IN RE MOLLIE ORSHANSKY


Appeals from the Superior Court of the District of Columbia (INT-355-01) (Hon. Peter H. Wolf, Trial Judge).

The opinion of the court was delivered by: Ruiz, Associate Judge

Argued May 25, 2006

Before RUIZ and REID, Associate Judges, and PRYOR, Senior Judge.

The matter of Ms. Mollie Orshansky's conservatorship first came before this court in 2002, when we ruled that the probate court had erred in appointing a guardian and conservator, the appellee, Harry J. Jordan, from the court's fiduciary list, without following the safeguards of the District of Columbia Guardianship, Protective Proceedings, and Durable Power of Attorney Act of 1986, D.C. Code § 21-2081 et seq. In re Orshansky, 804 A.2d 1077, 1080 (D.C. 2002) (hereinafter referred to as "Orshansky I").

Appellant, Jane Pollack, is Ms. Orshansky's niece and the appellant in the original proceeding. She has presented a seventeen-point appeal of the rulings that have taken place since we remanded the case in Orshansky I. These seventeen points can be grouped into three questions: 1) whether the probate court acted properly in reappointing Mr. Jordan as special conservator to gradually wind down the government's involvement in Ms. Orshansky's estate; 2) whether Mr. Jordan is due compensation for the service he rendered at the request of the court; and 3) if so, whether the probate court's assessment of the amount owed Mr. Jordan is reasonable. We hold that we are without jurisdiction to consider the first question, concerning Mr. Jordan's appointment as special conservator. We answer the second question in the affirmative, as a matter of law; and we conclude that the probate court acted within its discretion in determining the amount to be awarded as fees and costs. Therefore, we affirm.*fn1

I. Facts and Procedural History

The proceedings leading up to this court's first ruling remanding the case are detailed in Orshansky I. We briefly summarize them here, and describe the proceedings following remand. In early November 2001, the District of Columbia's Adult Protection Services (APS) paid several visits to Ms. Orshansky, who was 87 years old at the time and living alone in the District, and found her "malnourished, frail, and in 'a self-neglecting state.'" 804 A.2d at 1080. On December 19, 2001, finding her "lying helpless on the floor of her apartment . . . . malnourished, dehydrated and filthy," id., APS took Ms. Orshansky to George Washington University Hospital for emergency care. The hospital filed a petition with the probate court for an intervention proceeding, to have a permanent guardian and conservator appointed for her, based on a medical report which diagnosed Ms. Orshansky as "suffering from a progressive global dementia," and "unable to take care of herself" or her affairs. Id. at 1081. The court appointed Mr. Jordan, an attorney on the court's fiduciary list, to represent Ms. Orshansky, and scheduled a hearing for February 12, 2002. Id. In the interim, however, appellant presented a health care proxy, duly executed under New York law well before Ms. Orshansky's hospitalization, which granted to appellant the power to make health decisions on her aunt's behalf. Id. at 1081 & n.2. Appellant repeatedly complained that the hospital was not providing adequate care, but, despite the proxy, the Hospital refused to discharge Ms. Orshansky into appellant's care. On January 21, appellant removed her aunt, without informing the hospital until the two were in Ms. Orshansky's New York City apartment. Id. at 1081.

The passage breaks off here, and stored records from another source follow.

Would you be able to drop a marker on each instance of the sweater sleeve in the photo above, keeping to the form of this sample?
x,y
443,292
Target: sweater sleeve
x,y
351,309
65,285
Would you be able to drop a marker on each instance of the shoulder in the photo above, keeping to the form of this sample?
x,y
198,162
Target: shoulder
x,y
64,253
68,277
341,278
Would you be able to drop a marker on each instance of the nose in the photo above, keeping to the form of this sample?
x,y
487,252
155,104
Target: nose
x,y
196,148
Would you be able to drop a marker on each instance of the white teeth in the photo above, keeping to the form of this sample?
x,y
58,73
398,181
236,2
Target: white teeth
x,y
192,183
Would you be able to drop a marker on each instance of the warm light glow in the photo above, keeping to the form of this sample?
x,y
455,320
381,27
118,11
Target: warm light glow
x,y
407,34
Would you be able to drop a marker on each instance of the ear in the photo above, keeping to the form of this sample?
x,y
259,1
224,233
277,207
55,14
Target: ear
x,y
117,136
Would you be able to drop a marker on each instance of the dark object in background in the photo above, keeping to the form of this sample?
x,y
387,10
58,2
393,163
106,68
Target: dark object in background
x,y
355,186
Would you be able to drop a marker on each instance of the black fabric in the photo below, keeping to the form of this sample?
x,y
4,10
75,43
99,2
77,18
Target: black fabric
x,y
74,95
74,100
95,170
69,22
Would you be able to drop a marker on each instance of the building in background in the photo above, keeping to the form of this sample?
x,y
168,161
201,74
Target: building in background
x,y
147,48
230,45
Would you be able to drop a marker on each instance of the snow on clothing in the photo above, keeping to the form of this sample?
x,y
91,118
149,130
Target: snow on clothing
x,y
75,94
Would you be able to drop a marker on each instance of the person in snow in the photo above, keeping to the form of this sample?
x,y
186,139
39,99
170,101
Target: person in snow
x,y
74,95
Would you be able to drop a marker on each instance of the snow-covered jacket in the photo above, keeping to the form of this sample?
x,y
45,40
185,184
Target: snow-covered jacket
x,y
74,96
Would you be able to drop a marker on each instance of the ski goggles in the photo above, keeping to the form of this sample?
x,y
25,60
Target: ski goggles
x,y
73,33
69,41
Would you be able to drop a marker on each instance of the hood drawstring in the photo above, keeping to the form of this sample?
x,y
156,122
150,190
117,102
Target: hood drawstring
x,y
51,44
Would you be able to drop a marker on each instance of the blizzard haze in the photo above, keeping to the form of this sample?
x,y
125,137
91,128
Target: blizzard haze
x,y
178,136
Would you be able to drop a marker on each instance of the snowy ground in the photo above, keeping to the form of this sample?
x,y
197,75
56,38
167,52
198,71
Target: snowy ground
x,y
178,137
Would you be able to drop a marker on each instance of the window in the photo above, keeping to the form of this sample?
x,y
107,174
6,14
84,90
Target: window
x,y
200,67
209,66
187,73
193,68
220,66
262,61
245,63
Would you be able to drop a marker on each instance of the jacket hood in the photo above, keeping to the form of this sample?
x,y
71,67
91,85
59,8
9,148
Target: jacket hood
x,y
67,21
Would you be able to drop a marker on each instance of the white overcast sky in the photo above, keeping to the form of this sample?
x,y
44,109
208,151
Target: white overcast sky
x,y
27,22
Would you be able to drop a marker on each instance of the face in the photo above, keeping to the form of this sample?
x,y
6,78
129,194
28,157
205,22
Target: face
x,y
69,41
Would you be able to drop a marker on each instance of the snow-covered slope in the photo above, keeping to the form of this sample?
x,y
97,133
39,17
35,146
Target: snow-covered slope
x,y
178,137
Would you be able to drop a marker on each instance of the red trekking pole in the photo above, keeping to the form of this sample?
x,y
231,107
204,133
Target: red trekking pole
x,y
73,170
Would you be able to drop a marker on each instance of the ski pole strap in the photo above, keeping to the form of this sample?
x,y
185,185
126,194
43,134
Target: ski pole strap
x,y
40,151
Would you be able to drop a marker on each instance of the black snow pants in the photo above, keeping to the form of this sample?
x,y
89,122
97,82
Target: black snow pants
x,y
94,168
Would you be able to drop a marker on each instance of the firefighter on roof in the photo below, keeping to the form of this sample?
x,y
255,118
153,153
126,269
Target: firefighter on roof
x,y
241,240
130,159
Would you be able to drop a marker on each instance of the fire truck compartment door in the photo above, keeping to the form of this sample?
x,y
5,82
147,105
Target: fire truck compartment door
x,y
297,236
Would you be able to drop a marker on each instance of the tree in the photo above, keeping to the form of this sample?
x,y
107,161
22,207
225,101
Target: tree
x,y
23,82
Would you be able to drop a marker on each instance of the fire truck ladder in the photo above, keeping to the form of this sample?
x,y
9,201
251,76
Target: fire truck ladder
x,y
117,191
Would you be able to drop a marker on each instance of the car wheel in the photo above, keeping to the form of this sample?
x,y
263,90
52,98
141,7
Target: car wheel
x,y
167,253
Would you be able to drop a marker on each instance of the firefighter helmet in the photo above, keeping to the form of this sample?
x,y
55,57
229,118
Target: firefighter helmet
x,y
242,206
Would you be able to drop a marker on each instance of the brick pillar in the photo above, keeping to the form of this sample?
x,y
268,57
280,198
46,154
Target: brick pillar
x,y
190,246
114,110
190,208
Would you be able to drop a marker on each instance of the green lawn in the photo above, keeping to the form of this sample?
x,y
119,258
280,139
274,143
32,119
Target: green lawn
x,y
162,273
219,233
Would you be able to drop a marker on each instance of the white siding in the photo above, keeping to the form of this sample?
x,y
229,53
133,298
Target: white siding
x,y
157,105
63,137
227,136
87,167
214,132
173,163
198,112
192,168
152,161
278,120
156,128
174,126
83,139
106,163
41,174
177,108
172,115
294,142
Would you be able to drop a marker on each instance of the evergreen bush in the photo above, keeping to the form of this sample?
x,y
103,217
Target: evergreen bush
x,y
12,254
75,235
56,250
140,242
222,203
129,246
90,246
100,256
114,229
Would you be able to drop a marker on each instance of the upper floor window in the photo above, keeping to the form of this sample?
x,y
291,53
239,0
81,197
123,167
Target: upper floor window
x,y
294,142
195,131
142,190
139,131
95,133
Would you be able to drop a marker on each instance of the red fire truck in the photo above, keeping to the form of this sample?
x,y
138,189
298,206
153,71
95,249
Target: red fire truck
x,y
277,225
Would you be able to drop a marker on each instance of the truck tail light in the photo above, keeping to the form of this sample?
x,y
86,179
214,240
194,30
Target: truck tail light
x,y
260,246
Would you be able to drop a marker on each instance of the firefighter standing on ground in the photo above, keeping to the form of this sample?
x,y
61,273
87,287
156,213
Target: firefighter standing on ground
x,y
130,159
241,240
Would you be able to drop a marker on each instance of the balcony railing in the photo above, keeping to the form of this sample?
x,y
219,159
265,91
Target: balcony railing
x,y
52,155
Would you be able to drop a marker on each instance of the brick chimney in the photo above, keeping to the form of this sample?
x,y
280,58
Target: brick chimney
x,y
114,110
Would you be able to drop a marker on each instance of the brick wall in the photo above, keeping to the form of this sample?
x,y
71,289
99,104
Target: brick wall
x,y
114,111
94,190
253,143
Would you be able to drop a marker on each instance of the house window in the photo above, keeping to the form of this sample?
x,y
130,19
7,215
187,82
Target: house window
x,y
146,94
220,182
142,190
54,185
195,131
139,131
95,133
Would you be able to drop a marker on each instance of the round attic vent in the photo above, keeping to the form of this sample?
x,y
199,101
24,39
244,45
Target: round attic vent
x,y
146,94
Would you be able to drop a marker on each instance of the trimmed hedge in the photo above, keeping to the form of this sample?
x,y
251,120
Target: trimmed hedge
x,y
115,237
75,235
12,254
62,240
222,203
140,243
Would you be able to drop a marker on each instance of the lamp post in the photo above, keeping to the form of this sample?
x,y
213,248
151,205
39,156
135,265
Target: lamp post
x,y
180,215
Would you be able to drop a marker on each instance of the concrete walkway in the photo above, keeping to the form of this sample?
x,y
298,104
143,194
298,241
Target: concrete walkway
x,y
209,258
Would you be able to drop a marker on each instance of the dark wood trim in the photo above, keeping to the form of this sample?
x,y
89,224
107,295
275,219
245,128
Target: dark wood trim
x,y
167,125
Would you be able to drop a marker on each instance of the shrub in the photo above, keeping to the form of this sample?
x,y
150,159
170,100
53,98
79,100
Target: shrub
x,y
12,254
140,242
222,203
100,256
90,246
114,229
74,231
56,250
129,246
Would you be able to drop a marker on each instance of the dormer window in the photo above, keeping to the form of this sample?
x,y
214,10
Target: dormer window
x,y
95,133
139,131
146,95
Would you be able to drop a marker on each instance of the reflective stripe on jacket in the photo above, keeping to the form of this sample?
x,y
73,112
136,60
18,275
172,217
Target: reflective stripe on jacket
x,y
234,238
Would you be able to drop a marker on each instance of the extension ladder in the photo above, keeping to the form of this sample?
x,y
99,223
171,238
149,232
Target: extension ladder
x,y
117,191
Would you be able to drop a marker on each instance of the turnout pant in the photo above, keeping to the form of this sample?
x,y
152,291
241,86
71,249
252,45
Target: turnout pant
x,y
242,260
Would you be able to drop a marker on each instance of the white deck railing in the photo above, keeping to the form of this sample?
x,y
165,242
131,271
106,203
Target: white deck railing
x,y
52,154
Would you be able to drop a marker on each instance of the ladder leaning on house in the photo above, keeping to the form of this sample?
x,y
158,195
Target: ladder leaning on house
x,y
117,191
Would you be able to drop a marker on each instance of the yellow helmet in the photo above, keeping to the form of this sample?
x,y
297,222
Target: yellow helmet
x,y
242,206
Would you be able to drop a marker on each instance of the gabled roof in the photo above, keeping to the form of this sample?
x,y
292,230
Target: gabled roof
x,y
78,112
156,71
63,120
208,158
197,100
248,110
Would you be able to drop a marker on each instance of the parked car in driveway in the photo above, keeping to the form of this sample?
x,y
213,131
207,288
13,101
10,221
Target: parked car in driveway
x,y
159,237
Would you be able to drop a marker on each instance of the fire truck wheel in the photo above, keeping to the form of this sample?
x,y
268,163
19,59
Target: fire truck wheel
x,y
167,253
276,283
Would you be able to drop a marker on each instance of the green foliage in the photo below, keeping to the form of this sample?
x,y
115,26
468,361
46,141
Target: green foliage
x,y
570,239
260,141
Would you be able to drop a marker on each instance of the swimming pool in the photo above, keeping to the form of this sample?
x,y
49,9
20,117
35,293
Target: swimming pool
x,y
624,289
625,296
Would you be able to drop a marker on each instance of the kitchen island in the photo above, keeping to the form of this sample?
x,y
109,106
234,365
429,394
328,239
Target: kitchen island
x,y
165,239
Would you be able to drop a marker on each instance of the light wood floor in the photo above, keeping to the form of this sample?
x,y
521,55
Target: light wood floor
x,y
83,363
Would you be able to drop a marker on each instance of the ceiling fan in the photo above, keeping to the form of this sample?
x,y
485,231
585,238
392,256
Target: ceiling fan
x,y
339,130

Upon the Hospital's request, the probate court, Judge Kaye K. Christian presiding, held an emergency hearing on January 25, 2002, at which Mr. Jordan was appointed temporary guardian and conservator, and Ms. Tanja Castro replaced him as appointed counsel for Ms. Orshansky. Id. at 1082-83. The full hearing was held on February 12, as scheduled. Id. at 1083. Appellant's lawyer attended the hearing, as well as representatives from the Hospital and APS, but neither Ms. Orshansky nor her sister Rose, who is co-trustee of Ms. Orshansky's trust, were present, and the court-appointed attorney, Ms. Castro, had failed to contact or consult with her client about the pending petition. Id. at 1082-84, 1088-89 & n.10. We concluded that this lack of notice and consultation violated Ms. Orshansky's statutory right to adequate representation, id. at 1095 (citing D.C. Code § 21-2033 (b)), and that her absence should not have been excused without "good cause." Id. at 1096 (citing D.C. Code § 21-2041 (h)). We also concluded that the trial court abused its discretion by voiding the health care proxy without good cause, and ignoring Ms. Orshansky's wishes -- as expressed in her designation of appellant on the health care proxy -- in determining who should represent her interests. Id. at 1097-98 (citing D.C. Code §§ 21-2202 (3), -2043 (b)). Concluding that the "elevated benchmark of informed and careful decision making," required by the Guardianship Act had not been satisfied, id. at 1098, "we reverse[d] the decision and orders of the probate court, and vacate[d] the appointments of Harry Jordan as guardian and conservator of Mollie Orshansky." Id. at 1104. Noting that the state of New York was engaged in similar proceedings, however, we remanded the case "to the extent that the probate court determines that further proceedings are advisable for the protection of Ms. Orshansky." Id.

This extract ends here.